# Woolies Elevation c.f. Dualit Espressivo



## Ched (Mar 14, 2011)

I recently saw a Dualit Espressivo in a kitchen shop for £160.

Couldn't believe that this is almost identical to my machine called "Elevation" that I purchased from Woolworth several years ago for £25 !!

I made a quick comparison and the only observable difference I could find is that the power button lights up on the Elevation where there's a separate power light on the Espressivo.

The steam control buttons are on the same side as the steam arm on the Dualit.

Theirs is also a "waste full" warning float on the Dualit.

My machine produces superb coffee and if it was to develop a fault, I would definitely consider replacing it with the Espressivo - even at 6.5x the cost!

However, would the thought of paying so much more for something that appears virtually identical leave a bitter taste in my coffee though?


----------



## Mr Flibble (Apr 12, 2011)

That's got to be more than a coincidence!

Dualit aren't exactly famed for their espresso machines - it's possible that they bought the casing design or outsourced the build to another company.

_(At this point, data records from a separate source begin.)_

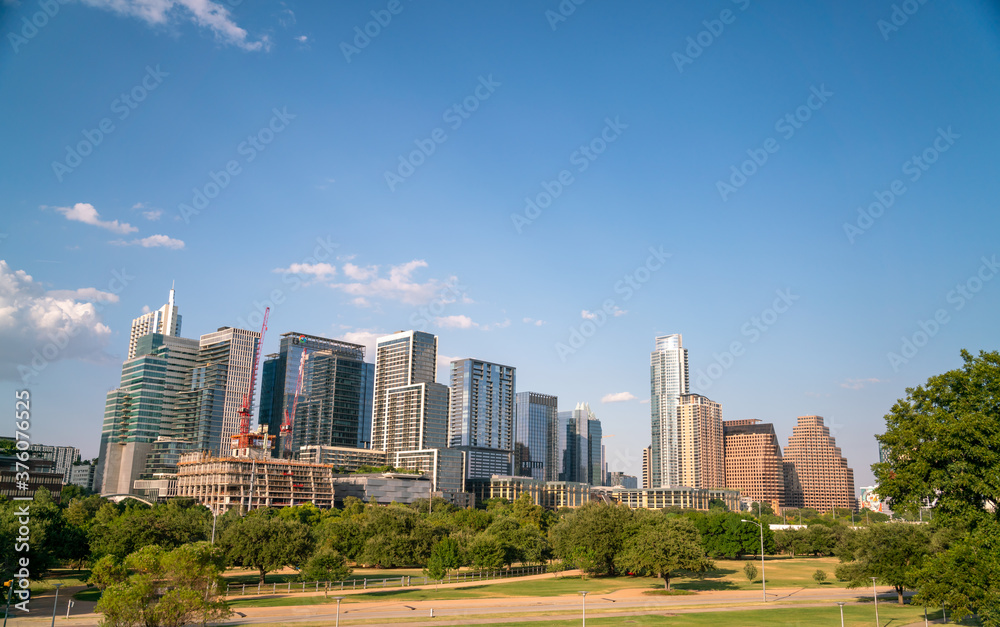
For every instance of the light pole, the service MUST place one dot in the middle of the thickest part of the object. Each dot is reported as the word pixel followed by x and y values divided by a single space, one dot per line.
pixel 875 596
pixel 338 600
pixel 54 604
pixel 763 579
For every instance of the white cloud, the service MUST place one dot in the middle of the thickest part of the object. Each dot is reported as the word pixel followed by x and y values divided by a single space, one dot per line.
pixel 617 397
pixel 455 322
pixel 321 271
pixel 38 328
pixel 91 294
pixel 359 273
pixel 150 213
pixel 857 384
pixel 398 285
pixel 204 13
pixel 153 241
pixel 86 213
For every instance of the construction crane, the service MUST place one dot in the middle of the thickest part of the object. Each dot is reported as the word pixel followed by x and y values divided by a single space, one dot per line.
pixel 242 441
pixel 286 425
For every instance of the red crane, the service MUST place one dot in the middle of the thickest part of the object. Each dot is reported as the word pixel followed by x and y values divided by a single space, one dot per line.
pixel 286 426
pixel 246 410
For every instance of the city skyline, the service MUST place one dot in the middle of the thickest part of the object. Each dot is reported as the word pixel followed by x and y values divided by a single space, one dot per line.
pixel 803 194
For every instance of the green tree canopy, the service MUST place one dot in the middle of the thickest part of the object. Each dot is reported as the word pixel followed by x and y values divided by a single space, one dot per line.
pixel 662 546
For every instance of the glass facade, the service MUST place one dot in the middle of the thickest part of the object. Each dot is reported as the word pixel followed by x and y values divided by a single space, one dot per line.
pixel 668 379
pixel 535 438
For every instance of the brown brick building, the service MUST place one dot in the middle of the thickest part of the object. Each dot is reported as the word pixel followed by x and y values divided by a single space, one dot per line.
pixel 816 473
pixel 753 461
pixel 699 443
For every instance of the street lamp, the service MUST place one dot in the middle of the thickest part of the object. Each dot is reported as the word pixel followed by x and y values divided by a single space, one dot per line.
pixel 875 595
pixel 763 580
pixel 54 604
pixel 338 600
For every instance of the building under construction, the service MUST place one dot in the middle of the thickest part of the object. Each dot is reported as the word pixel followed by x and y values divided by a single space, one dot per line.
pixel 250 482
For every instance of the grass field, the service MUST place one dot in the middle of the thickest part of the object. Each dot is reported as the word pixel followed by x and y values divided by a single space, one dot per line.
pixel 728 575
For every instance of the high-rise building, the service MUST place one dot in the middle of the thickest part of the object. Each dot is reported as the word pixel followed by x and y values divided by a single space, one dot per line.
pixel 63 456
pixel 165 321
pixel 535 424
pixel 219 382
pixel 647 467
pixel 754 462
pixel 481 420
pixel 146 405
pixel 405 363
pixel 321 390
pixel 816 473
pixel 580 435
pixel 700 462
pixel 668 380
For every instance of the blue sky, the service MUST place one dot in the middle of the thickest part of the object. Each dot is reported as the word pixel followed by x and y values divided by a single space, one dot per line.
pixel 624 132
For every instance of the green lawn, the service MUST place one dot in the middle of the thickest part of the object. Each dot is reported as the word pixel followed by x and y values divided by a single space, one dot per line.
pixel 728 575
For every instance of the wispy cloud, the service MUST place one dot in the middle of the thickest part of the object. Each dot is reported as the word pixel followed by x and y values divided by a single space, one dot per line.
pixel 203 13
pixel 86 213
pixel 153 241
pixel 857 384
pixel 617 397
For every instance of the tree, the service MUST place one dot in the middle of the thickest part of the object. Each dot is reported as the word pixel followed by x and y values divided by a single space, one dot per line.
pixel 326 565
pixel 157 588
pixel 942 443
pixel 266 543
pixel 663 546
pixel 891 552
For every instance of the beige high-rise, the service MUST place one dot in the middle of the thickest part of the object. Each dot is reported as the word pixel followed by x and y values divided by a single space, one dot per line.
pixel 753 461
pixel 816 473
pixel 699 443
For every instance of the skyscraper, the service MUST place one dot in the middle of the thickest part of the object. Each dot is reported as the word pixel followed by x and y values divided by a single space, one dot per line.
pixel 668 380
pixel 581 434
pixel 481 420
pixel 165 321
pixel 410 410
pixel 754 462
pixel 699 443
pixel 321 390
pixel 535 439
pixel 146 405
pixel 816 473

Hopefully the internals in the £160 version (£129 in comet) are of better quality than the £25, but it'd certainly be interesting to see if you open them both up!


----------



## xtorange (Jan 10, 2013)

does anyone think that the Dualit group seal will therefore fit the Elevation? Because my Elevation, bought for £4 at the village fete umpteen years ago has split the seal. I am searching everywhere for a new seal because I don't want to replace an otherwise perfectly good machine!!!! This seal will probably retail at £2.99 or so.


----------



## Padder (Dec 14, 2012)

I had a previous version of an Elevation machine from woolies (black plastic), which was a delonghi under the skin from memory


----------



## xtorange (Jan 10, 2013)

Padder said:


> I had a previous version of an Elevation machine from woolies (black plastic), which was a delonghi under the skin from memory


thank you!


----------